Ketiga, praktik eksploitasi lewat adanya fleksibilitas baik dari jam kerja maupun jenis kerjaannya. Buruh digital muda yang mungkin pada malam hari sedang asik menonton, bisa saja ditelpon majikan untuk mengerjakan sesuatu secara mendadak. Bahkan yang pada mulanya bagian editor, mereka disuruh juga untuk mendesain. Itu sudah potret lumrah di negeri ini. Terutama paradigma multitasking atau palugada (“apa aja yang lu mau gua ada”) masih mengakar kuat dalam budaya rekrutmen kerja di Indonesia.
Keempat, berpacu dengan kecepatan dan jumlah pengunjung. Citra Maudy mengistilahkannya dengan “hidup dengan terus berlari dan mengejar”. Banyak reporter dan jurnalis di media yang harus cepat memproduksi konten dalam jumlah banyak dengan target pengunjung yang juga besar. Tekanan pekerjaan ini makin bertambah karena pimpinan bisa langsung memantau secara realtime. Rentetan ini otomatis akan berdampak pada kesehatan fisik dan psikologis pekerja. Maukah bonus demografi yang diangan-angankan itu kempes sebelum kembang?

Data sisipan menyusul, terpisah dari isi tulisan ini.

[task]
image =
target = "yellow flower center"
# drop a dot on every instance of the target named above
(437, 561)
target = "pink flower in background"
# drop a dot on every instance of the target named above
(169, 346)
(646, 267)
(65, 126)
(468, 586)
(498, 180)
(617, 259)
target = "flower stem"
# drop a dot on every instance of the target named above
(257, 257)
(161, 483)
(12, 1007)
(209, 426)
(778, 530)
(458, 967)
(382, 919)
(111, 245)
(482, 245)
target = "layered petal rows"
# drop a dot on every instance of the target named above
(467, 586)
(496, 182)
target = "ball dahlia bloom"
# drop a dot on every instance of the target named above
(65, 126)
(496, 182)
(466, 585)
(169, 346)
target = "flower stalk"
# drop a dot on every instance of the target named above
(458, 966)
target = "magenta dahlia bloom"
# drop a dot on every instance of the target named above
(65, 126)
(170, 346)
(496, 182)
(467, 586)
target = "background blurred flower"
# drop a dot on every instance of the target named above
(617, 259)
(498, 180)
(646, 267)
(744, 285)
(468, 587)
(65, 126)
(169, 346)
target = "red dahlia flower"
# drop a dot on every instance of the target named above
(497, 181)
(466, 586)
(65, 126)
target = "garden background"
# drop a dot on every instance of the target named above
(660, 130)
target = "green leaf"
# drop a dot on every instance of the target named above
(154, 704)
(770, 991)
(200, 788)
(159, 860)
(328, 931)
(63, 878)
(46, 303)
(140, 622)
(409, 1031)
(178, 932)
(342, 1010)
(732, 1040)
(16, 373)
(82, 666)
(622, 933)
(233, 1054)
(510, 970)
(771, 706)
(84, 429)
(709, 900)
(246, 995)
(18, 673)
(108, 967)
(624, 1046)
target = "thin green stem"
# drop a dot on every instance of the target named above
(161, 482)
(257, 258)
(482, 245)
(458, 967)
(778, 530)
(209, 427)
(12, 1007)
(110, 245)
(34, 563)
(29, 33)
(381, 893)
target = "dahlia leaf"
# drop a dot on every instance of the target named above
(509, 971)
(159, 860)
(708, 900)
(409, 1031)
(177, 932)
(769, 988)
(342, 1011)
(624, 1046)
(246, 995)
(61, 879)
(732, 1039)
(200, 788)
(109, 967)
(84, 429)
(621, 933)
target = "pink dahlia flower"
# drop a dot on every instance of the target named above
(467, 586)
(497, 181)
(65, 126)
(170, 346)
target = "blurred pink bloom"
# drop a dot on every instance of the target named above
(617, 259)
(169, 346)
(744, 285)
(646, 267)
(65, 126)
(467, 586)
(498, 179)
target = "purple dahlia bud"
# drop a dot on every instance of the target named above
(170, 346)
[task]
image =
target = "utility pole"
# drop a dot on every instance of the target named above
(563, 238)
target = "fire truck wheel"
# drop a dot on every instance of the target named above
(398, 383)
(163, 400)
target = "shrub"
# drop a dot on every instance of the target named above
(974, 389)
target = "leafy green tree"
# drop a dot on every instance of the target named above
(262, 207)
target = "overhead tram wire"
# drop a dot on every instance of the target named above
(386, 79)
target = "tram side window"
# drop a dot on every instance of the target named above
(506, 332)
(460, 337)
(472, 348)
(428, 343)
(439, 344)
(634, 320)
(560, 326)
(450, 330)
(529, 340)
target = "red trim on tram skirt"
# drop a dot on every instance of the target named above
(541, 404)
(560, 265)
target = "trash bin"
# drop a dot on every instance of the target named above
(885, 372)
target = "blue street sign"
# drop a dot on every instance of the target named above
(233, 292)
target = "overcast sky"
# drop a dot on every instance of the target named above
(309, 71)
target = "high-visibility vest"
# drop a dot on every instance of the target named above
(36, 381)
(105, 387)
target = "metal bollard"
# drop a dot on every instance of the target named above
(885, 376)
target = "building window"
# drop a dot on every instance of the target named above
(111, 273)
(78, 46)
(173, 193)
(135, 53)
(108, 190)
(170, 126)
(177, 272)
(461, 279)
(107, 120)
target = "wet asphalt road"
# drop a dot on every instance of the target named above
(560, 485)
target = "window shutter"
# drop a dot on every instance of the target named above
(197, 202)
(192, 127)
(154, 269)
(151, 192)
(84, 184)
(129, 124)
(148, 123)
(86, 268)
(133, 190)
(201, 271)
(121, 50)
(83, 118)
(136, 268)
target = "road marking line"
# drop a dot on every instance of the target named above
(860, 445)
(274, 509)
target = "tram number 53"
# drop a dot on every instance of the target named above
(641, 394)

Hari Buruh Internasional sebagai Pengingat
Sebagai penutup, penting untuk menjadikan Hari Buruh Internasional tahun ini sebagai momen pengingat. Betapa perlunya kita untuk menjaga kesadaran. Selain itu, berserikat juga menjadi salah satu opsi krusial dalam upaya saling dukung, saling jaga dan mengadvokasi hak-hak pekerja, terutama angkatan muda dan di sektor media digital. Mari tetap buka mata, jaga kewarasan. []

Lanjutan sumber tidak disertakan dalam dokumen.